Perspective - Journal of Interdisciplinary Histopathology (2022)

New Developments In Digital Pathology Technologies

Farid Plass*
 
Department of Pathology, RMIT University, Melbourne, Australia
 
*Corresponding Author:

Farid Plass, Department of Pathology, RMIT University, Melbourne, Australia, Email: plassf@med.at

Received: 30-Sep-2022, Manuscript No. EJMJIH-22-76834; Editor assigned: 03-Oct-2022, Pre QC No. EJMJIH-22-76834 (PQ) ; Reviewed: 17-Oct-2022, QC No. EJMJIH-22-76834; Revised: 24-Oct-2022, Manuscript No. EJMJIH-22-76834 (R); Published: 31-Oct-2022

Description

Histopathology, a branch of diagnostic medicine, was founded on the visual interpretation of the cellular biology shown in photos. Pathology has changed significantly since the advent of digital imaging, and the new field is now referred to as “digital pathology.” Digital pathology will be the next paradigm. Pathology and other biomedical sectors can now store and swiftly share image data thanks to the fourth generation of virtual slide telepathology systems, also known as virtual microscopy and Whole-Slide Imaging (WSI). These cutting-edge digital imaging techniques include full microscopic slides’ automatic digitization and computational processing, as well as high-resolution scanning of tissue slides. Additionally, automated image analysis using WSI can extract particular diagnostic aspects of diseases and quantify each component of these features to support diagnosis and offer instructive clinical assessments of disease. In order to successfully leverage the new and growing digital pathology technologies and process and model all the data and information present in WSI, the challenge is to apply information technology and image analysis approaches. The ultimate goal is to assist the intricate workflow from specimen receipt to anatomic pathology report transmission, i.e., to enhance diagnosis by increasing the productivity of pathologists and providing them with fresh data.

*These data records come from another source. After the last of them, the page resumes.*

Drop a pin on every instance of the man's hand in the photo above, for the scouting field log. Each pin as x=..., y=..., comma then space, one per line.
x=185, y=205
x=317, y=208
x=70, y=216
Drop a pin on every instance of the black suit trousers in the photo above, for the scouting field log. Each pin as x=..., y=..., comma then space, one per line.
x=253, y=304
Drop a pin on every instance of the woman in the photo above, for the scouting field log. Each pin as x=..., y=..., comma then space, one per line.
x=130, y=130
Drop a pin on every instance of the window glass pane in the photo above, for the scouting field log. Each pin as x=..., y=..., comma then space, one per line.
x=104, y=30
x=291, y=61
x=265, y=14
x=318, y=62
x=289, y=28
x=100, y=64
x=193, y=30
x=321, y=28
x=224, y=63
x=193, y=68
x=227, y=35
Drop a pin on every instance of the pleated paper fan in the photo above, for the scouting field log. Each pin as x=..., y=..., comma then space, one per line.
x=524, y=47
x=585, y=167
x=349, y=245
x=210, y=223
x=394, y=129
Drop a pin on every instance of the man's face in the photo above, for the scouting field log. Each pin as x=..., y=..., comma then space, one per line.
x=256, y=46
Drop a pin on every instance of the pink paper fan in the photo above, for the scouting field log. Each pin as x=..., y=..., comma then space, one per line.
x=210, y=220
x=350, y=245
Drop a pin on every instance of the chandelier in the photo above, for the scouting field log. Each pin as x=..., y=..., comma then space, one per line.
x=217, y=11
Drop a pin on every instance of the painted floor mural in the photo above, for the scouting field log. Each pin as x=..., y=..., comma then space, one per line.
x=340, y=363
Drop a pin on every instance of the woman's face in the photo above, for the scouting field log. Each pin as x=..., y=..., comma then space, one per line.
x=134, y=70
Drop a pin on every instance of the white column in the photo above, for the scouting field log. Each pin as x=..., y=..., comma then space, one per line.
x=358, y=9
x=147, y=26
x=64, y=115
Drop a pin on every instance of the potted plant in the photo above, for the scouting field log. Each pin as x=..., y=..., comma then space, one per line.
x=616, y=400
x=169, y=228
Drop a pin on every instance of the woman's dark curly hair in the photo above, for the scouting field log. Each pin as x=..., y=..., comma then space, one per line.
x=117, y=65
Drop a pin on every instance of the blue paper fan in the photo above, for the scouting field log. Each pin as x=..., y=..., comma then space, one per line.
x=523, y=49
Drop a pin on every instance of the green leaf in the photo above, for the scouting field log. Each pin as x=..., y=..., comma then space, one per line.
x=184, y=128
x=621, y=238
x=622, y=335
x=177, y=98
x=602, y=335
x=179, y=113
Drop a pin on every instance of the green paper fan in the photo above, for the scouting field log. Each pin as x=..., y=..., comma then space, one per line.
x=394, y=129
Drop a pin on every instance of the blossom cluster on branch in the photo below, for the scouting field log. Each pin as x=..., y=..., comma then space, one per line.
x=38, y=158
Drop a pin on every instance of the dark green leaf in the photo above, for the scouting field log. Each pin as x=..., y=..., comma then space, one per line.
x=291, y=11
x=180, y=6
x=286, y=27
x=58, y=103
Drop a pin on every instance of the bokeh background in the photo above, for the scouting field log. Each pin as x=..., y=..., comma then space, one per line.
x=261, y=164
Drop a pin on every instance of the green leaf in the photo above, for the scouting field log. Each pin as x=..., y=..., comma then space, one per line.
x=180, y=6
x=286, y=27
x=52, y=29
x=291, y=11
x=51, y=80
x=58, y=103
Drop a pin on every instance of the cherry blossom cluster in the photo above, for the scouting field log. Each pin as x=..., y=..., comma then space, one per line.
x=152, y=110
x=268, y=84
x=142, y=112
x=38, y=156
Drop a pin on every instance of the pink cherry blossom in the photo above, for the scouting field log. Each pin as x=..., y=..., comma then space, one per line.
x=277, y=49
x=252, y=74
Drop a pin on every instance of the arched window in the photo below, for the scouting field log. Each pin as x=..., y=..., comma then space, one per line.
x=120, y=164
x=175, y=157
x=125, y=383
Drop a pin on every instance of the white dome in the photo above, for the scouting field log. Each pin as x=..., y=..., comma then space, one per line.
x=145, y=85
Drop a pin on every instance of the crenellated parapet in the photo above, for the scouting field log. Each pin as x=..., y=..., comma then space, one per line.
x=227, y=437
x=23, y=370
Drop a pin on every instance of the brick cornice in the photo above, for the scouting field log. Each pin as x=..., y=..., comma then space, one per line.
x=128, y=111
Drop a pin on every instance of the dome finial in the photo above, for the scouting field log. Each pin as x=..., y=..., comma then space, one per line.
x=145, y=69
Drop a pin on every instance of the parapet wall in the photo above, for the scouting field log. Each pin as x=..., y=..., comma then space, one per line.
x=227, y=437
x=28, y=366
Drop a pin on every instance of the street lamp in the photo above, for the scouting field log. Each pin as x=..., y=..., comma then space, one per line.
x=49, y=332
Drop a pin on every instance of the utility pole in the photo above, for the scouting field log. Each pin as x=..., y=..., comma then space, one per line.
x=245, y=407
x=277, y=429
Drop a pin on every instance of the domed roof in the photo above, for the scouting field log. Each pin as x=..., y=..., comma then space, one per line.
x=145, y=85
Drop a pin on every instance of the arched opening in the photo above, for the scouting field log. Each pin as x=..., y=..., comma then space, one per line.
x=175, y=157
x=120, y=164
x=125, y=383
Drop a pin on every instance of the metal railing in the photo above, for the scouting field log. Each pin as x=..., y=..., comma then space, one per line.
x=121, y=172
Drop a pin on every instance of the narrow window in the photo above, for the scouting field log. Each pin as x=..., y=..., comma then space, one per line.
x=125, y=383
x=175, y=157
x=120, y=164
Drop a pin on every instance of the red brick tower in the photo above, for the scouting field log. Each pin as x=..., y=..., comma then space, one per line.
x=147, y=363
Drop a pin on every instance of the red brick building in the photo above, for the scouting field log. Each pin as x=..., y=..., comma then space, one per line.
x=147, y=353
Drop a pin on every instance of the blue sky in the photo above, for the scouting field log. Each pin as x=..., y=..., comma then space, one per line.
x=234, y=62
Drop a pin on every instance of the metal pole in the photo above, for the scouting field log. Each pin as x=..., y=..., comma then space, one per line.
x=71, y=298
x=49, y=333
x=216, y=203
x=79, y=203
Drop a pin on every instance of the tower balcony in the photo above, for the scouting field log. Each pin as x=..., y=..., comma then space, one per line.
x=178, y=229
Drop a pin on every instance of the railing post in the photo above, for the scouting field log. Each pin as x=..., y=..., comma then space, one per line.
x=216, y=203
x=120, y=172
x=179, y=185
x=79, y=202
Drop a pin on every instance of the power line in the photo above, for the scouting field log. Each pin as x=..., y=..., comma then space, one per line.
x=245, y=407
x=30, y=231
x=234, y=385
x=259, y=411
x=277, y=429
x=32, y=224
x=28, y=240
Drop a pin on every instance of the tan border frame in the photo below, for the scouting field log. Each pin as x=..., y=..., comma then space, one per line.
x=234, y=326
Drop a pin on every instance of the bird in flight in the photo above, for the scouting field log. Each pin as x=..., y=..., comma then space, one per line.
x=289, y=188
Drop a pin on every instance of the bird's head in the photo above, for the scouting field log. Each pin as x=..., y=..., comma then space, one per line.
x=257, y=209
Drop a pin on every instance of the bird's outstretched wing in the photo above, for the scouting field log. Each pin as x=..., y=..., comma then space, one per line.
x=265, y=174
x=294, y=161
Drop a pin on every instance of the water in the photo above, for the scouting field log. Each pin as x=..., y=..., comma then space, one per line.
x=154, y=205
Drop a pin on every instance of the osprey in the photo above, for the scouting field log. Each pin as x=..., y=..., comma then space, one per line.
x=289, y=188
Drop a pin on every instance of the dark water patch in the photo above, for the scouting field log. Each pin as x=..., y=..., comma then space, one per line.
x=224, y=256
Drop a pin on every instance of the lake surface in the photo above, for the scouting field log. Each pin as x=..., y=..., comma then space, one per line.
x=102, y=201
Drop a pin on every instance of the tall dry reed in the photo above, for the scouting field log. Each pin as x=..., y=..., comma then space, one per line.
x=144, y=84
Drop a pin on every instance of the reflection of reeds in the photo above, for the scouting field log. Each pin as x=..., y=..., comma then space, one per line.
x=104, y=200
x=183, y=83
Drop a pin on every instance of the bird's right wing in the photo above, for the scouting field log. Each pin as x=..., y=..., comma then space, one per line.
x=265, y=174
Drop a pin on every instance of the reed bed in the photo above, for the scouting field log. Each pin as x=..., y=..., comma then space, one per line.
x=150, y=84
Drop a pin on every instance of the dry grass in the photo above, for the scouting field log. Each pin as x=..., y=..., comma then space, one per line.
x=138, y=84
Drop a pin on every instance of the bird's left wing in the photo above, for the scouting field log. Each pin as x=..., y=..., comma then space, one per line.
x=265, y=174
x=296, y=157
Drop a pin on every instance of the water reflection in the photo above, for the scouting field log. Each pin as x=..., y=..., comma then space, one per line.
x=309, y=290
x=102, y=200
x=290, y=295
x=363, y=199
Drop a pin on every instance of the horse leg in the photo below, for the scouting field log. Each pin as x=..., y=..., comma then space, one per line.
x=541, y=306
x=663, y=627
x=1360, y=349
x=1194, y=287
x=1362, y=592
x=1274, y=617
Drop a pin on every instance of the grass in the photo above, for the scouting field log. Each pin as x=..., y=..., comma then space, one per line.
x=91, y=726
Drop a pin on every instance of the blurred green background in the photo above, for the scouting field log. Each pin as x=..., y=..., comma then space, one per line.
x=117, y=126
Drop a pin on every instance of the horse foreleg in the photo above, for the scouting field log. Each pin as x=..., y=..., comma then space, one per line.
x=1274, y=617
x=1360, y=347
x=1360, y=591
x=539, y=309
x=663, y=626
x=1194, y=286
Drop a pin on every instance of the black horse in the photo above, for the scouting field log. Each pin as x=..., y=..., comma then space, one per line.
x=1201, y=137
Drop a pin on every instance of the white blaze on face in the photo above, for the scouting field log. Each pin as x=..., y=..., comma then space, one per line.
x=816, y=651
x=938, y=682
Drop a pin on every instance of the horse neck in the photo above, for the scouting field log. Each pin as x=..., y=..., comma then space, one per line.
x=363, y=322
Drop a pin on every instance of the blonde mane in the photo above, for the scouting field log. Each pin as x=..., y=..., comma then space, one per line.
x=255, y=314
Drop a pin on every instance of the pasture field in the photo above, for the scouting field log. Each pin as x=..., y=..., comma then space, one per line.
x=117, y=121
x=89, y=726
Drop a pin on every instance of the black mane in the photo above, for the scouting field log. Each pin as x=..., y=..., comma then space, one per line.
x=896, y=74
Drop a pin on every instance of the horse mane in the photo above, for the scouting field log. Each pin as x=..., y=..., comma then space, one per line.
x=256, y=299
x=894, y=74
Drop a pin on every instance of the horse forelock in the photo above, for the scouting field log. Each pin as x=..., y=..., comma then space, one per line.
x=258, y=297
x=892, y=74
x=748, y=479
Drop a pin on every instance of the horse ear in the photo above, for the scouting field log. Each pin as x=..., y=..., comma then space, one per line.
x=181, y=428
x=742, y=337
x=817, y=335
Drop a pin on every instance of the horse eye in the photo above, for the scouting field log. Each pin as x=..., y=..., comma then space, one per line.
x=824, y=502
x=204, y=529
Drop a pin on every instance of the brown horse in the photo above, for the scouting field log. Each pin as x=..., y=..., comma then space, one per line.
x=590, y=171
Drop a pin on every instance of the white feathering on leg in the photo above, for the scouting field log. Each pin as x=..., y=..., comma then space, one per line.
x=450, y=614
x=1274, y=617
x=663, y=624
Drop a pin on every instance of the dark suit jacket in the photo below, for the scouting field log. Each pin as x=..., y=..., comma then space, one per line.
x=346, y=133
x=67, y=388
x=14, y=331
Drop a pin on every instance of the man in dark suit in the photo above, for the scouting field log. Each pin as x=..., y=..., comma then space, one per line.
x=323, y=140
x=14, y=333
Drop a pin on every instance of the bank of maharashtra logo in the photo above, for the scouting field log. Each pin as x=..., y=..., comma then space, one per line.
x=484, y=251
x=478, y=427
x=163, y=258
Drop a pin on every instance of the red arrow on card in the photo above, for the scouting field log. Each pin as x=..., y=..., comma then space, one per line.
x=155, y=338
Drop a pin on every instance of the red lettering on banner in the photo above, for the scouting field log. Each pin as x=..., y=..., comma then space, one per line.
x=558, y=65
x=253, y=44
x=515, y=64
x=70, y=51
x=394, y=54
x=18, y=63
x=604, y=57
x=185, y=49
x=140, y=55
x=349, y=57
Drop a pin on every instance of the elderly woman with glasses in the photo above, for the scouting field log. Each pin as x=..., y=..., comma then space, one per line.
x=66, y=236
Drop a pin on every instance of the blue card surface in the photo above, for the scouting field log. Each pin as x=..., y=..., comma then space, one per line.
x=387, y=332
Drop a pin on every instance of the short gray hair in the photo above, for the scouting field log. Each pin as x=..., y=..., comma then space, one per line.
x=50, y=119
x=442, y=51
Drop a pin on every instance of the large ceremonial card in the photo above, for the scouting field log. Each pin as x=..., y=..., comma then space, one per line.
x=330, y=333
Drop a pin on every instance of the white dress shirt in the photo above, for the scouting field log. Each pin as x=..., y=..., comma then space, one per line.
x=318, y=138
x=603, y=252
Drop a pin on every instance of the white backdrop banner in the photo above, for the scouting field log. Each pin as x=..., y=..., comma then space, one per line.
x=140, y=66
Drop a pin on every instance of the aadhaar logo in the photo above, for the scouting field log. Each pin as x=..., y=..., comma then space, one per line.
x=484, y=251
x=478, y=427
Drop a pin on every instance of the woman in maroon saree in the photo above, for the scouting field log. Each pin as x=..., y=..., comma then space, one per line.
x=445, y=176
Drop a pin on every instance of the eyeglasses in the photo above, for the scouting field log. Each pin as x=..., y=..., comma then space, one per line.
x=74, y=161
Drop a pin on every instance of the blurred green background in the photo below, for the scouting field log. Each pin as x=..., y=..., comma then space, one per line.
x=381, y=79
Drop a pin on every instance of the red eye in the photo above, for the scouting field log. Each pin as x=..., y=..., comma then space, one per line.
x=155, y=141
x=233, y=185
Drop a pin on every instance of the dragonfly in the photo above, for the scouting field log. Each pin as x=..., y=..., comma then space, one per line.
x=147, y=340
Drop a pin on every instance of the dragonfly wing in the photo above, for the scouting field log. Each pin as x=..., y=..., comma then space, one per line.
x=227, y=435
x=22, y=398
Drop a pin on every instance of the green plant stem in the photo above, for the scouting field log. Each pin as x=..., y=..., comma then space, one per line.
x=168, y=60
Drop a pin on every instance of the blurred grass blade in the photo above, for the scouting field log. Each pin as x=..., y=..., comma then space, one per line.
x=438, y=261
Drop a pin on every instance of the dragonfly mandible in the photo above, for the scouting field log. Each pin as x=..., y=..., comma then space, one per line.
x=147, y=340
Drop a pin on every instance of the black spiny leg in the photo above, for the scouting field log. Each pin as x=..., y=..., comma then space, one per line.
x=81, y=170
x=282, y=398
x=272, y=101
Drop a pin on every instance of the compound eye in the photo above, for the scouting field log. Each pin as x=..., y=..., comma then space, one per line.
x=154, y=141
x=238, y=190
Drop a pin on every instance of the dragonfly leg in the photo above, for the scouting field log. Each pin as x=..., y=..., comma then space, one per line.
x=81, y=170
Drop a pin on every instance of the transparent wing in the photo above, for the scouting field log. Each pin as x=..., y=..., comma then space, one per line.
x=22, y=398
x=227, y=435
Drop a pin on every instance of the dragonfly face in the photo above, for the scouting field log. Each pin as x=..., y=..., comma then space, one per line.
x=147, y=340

Recent years have seen the usage of digital imaging across several medical specialties. As a result of advancements in hardware and software technologies, digital microscopy has gained significance as a diagnostic tool in surgical pathology. For training, primary diagnosis, teleconsultation, and quality assurance, digital slides can be incorporated into current hospital systems and accessed via the intranet or internet. Pathologists continue to be drawn to WSI for research, teaching, and diagnostic purposes. Pathology procedures are already being impacted by WSI, but has diagnostic accuracy in anatomic pathology increased.

The use of information technology in pathology for the creation, exchanges, or sharing of information, including data and images, is known as digital pathology. The ultimate goal is to facilitate the difficult workflow from specimen receipt to the transmission of Anatomical Pathology (AP) report. The adoption of standardised diagnostic language and standards as well as the development of digital technologies, including traditional problems of massive data management and image processing, is the two main aspects that will increase accurate diagnosis.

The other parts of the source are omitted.